Today is Earth Day, so today’s recipe will celebrate the many blessings from the Earth. It is also Wednesday, sacred to Mercury, so we’ll throw a few almonds for good measure. You can prepare the dressing and almonds ahead of time if you want to be able to serve this quickly.
Spinach and Apple Salad with Crispy Almonds
- ¼ cup minced onion
- 3 tbs apple cider vinegar
- 3 tbs white wine vinegar
- 2 tbs sesame seeds
- ¼ tsp paprika
- 3 tbs sugar
- ½ cup olive oil
- 2 tablespoons butter
- ¾ cup blanched slivered almonds (about 3 oz)
- 10 oz bag ready-to-use spinach leaves
- 2 medium Granny Smith apples, quartered, cored, thinly sliced
Mix onion, cider vinegar, white wine vinegar, sesame seeds and paprika in a small bowl. Mix in 2 tbs sugar. Gradually whisk in olive oil. Season dressing with salt and pepper to taste.
Melt butter in a heavy large skillet over medium heat.
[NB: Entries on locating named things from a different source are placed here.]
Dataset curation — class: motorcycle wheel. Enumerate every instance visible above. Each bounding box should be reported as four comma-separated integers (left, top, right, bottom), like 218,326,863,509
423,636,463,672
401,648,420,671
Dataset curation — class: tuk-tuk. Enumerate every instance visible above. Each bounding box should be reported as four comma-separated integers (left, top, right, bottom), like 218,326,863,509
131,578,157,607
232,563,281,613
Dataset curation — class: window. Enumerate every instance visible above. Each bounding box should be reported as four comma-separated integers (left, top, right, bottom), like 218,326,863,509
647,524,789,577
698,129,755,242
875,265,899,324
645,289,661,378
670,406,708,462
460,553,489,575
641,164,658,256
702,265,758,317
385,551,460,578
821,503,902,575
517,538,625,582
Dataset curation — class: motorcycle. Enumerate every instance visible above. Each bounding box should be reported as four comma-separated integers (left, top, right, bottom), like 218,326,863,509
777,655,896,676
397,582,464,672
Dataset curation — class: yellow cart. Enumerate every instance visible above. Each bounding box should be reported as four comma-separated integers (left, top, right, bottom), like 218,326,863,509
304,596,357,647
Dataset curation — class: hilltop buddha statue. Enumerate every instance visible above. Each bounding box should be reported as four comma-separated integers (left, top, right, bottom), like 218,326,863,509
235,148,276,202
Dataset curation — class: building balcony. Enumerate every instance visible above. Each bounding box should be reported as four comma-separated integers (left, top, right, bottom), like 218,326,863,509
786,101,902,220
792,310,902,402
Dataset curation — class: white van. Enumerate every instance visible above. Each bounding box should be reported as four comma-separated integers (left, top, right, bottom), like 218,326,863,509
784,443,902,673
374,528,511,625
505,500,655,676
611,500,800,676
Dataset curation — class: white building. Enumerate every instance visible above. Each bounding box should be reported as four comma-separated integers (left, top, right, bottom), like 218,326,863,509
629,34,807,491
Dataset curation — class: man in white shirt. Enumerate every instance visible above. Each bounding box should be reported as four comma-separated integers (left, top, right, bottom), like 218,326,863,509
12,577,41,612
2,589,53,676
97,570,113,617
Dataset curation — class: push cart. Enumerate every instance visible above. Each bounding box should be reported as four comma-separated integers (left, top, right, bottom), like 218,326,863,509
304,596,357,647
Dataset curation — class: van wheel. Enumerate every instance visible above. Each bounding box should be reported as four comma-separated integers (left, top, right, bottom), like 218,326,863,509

Add almonds. Stir until almonds begin to color, about 2 minutes. Sprinkle remaining 1 tbs sugar over the almonds. Stir until sugar melts and begins to turn golden, about 2 minutes longer. Pour almonds almonds into a bowl and cool.
Combine spinach and apples in large bowl. Toss with enough dressing to coat. Mix in almonds. Serves 4.
Modified from a recipe on Epicurious.